All controlled substances which are used in research must be managed and dispensed by a pharmacy to assure compliance with the Maryland Prescription Drug Monitoring Program and other federal, state, and institutional regulations.
The Investigational Drug Data Sheet (IDDS)
(a) An Investigational Drug Data Sheet shall be completed for all IND drugs or when requested by the IRB P&T liaison. The purpose of the IDDS is to provide sufficient information to allow the investigational drug to be dispensed and administered safely.
(b) Completed IDDS shall be reviewed by a P&T IRB liaison as part of the IRB application review process.
(c) Clinicians administering an IND drug shall be familiar with the contents of the IDDS prior to drug administration. It is the responsibility of the Principal Investigator to assure that the IDDS is available in the patients’ medical record (e.g., research tab of Epic) and/or the clinical area where study drug will be administered.
Authorization to Prescribe an Investigational Drug
(a) Principal Investigators shall identify those individuals authorized to prescribe investigational drugs used in their study. For each investigational drug, the completed IDDS shall indicate those authorized to prescribe the investigational drug.
(b) Anyone who dispenses an investigational drug shall verify that the prescriber is authorized to do so prior to dispensing the drug. This can be accomplished by referencing the IDDS.
Principal Investigator Auditing
(a) In situations where a JHM investigator has been approved to control a DUCI during the conduct of a JHMIRB approved study, an IDS pharmacist shall audit the storage, control, preparation and dispensing of the investigational drug to assure that all regulatory and local institutional requirements are met. The frequency and nature of the audits will be determined by the IRB in consultation with the P & T IRB liaison and the Investigational Drug Service.
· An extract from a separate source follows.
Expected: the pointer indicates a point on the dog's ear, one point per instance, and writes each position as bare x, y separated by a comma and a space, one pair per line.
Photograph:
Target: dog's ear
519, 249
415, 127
The P&T IRB liaison in collaboration with the IRB committee will determine how drug control will be audited for studies conducted outside of Johns Hopkins.
(b) Audits of IND studies shall be conducted (a) prior to the study beginning, (b) within 1 month of the beginning of patient accrual, (c) within one month of each yearly renewal, and (d) upon termination of the study. If unsatisfactory audit findings are discovered which cannot be resolved during the audit, additional audits shall be scheduled until the identified problems are resolved. If the identified problems cannot be resolved, the audit results shall be forwarded to the IRB, which will determine further actions if necessary.
(c) A copy of the audit report will be sent to the Principal Investigator.
(d) When a Principal Investigator receives a study audit report from a regulatory agency or from a study sponsor (or agent of the sponsor), the PI must provide a copy of the report to the IRB within 5 working days.
(e) When a Principal Investigator receives a notice that the FDA wishes to audit/inspect study records, the IRB must be notified before the inspection visit occurs.